In the town of Lexington, Crane Davis’s analysis of New York State Board of Elections figures shows, Democratic registration grew by 15 percent in five years and now outstrips the combined Republican and Conservative total. “We started three or four years ago, at farmers’ markets and similar places, to get weekenders to switch their registration,” says Bennett Wine, a first-term Democratic town board member. “I have to assume that’s part of it.”

Craig Paull and Tom Kalin, two Democratic neighbors of mine, originally switched their registration from New York City to Durham in 2018 after learning that such a thing was possible. Over several months, they convinced a dozen other local second-home owners to do the same, helping to raise the number of registered Democrats by 10 percent over five years. Getting involved “was like a coping mechanism” to deal with the Trump era, says Kalin. “It seemed that urgent.”

The most dramatic indicator of growing Democratic power in this area was the election of Representative Antonio Delgado in the 19th district two years ago. His victory over a Republican incumbent was the result of many factors, but the increasing number of registered Democrats was certainly a key one. In 2012, the first year of existence for the then-new 19th district, registered Republicans and Conservatives together outnumbered Democrats by about 15,000. But by early this year, Democrats had taken the lead.

To be sure, the path to Democratic dominance may not always be smooth, at least until Democrats further close the registration gap. Doreen Davis was narrowly defeated for reelection in Catskill last year by her Republican opponent, a loss that Crane Davis blames on a lack of support from younger Democratic newcomers who have a more “radical” agenda. In a situation in which Republicans are still in the majority, he says, “the only way to win is crossover votes.”

And Bennett Wine cautions that it’s important not to make too much of the virus-induced surge of new residents. “There was a huge interest in buying homes here after the attacks in 2001,” he says. “But that lasted only a year or so and then petered out.”

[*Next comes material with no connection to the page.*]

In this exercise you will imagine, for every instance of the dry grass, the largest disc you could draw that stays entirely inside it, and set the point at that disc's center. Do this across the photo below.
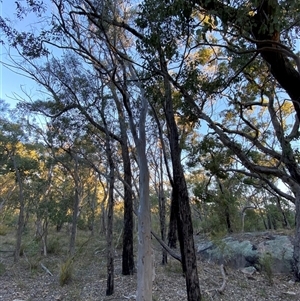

There’s also the matter of broadband, which is sorely lacking in many rural areas, including my own. Craig Paull and Tom Kalin say they and three neighbors have just agreed to pay a total of $28,000 to bring cable to their stretch of country road, thus enabling them to live here full-time and work from home.

Despite this and other problems, however, there are strong reasons to think that the Democratic political gains will continue no matter what the course of the virus. Last year, two researchers reported in an article for the US Department of Agriculture that the decline in the US rural population had been reversing in rural areas “with attractive scenic qualities, or those near large cities.” Since 2011, the article said, “fewer people have been moving out of rural areas and more people have been moving in.”

I’m certainly not saying that Greene County is going to turn blue overnight. But after living through several elections here, I’ve come to the conclusion that if the Democratic Party is going to start winning races in rural areas like mine, it’s not going to be because it can convince enough existing voters to change their allegiance. Rather, it will be the result of new voters who choose to be Democrats from the start.

Greene County, by all means, put out the welcome mat!